It was a project that shouldn’t have been started.
Four years ago, the Army came up with an idea that it should do its own accounting work and pull out of the Defense Finance and Accounting Service (DFAS), a Defense Department agency that provides services to other DoD components as part of the department’s effort to streamline and consolidate finance and accounting functions. To accomplish this, the Army planned to use active military personnel to do the work at Army installations around the world.
After the Army made its plan public, the AFGE DFAS Council immediately pointed out several serious shortfalls: the Army had to create an entirely new system to duplicate what DFAS had been doing efficiently; the Army was misspending taxpayers’ dollars as military personnel are substantially more expensive than civilians; the Army was harming military readiness as active military personnel should be focusing on protecting the country, not processing payroll; and the Army was killing 3,000 jobs at DFAS.
Due to intense opposition from AFGE, the Army scaled down its plan from a full-blown operation to a pilot project, which started in 2014.
AFGE spent the next three years defending the use of DFAS civilians instead of military personnel to better accomplish the mission in an efficient and cost effective manner.
Our efforts paid off. The Army early this month announced it was ending the pilot project after finding that it could not provide the services with the same efficiency and effectiveness of DFAS.

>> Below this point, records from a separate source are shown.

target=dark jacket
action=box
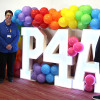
[94,36,100,62]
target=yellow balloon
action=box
[65,11,75,21]
[69,5,78,13]
[68,19,77,29]
[18,37,22,49]
[61,8,69,17]
[58,17,68,27]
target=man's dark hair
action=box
[5,10,13,16]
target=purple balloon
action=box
[18,13,25,22]
[24,22,31,27]
[22,6,32,16]
[32,63,40,70]
[25,16,32,24]
[34,65,41,75]
[31,72,37,80]
[37,74,46,83]
[32,7,38,9]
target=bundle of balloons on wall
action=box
[12,5,100,30]
[31,63,59,83]
[68,36,84,57]
[84,74,96,92]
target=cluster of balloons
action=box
[12,5,100,30]
[59,5,78,29]
[75,5,92,29]
[31,7,61,30]
[90,9,100,29]
[31,63,59,83]
[12,6,33,27]
[14,49,22,77]
[84,74,96,92]
[67,36,84,57]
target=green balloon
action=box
[79,5,85,12]
[78,21,87,30]
[82,5,93,14]
[81,14,91,25]
[75,11,83,21]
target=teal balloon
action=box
[46,74,54,83]
[91,9,100,18]
[16,19,23,26]
[14,9,22,18]
[75,11,83,21]
[78,21,87,30]
[12,15,17,23]
[90,18,100,29]
[81,14,91,25]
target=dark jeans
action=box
[0,52,16,79]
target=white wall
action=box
[0,0,100,22]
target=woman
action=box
[0,10,20,83]
[93,37,100,100]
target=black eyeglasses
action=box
[6,15,13,17]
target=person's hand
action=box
[6,44,12,50]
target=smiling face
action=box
[5,12,13,22]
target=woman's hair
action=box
[5,10,13,16]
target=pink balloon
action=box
[67,47,77,57]
[73,42,84,53]
[84,84,94,92]
[68,36,79,47]
[85,74,96,85]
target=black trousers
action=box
[0,52,16,79]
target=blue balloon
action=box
[16,18,23,26]
[46,73,54,83]
[98,13,100,21]
[90,18,100,29]
[41,64,50,74]
[91,9,100,18]
[11,15,17,23]
[14,9,22,18]
[51,65,59,75]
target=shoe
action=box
[93,95,100,100]
[8,78,13,82]
[0,79,4,83]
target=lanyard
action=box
[5,24,12,34]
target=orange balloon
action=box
[52,12,61,21]
[49,8,57,15]
[43,14,52,24]
[49,21,60,30]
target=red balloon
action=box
[40,22,48,29]
[40,7,49,15]
[85,74,96,85]
[73,42,84,53]
[84,84,94,92]
[14,70,20,78]
[68,36,79,47]
[14,60,21,70]
[31,9,40,18]
[67,47,77,57]
[32,20,40,27]
[16,49,22,57]
[34,14,43,24]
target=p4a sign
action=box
[20,27,100,93]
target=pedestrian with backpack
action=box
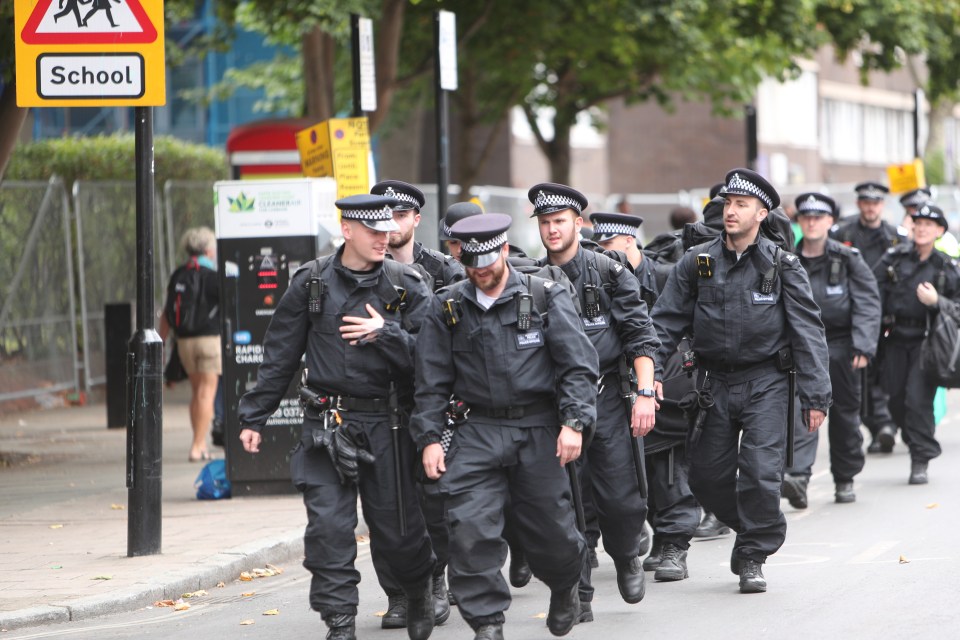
[159,226,221,463]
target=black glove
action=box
[311,428,341,481]
[333,428,376,486]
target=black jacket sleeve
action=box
[847,250,882,357]
[779,252,831,412]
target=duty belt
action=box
[468,398,556,419]
[893,316,927,329]
[697,357,771,373]
[307,392,390,413]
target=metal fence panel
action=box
[162,180,216,268]
[0,178,80,403]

“After three years of negotiation and with exceptional assistance from both the New York and Indiana Congressional delegations as well as constant direction and assistance from the AFGE national office, AFGE Council 171 was able to show that the work done by over 3,000 civilian government workers was efficient, cost effective, and certainly unable to be duplicated by military personnel,” said AFGE DFAS Council President Edward Abounader.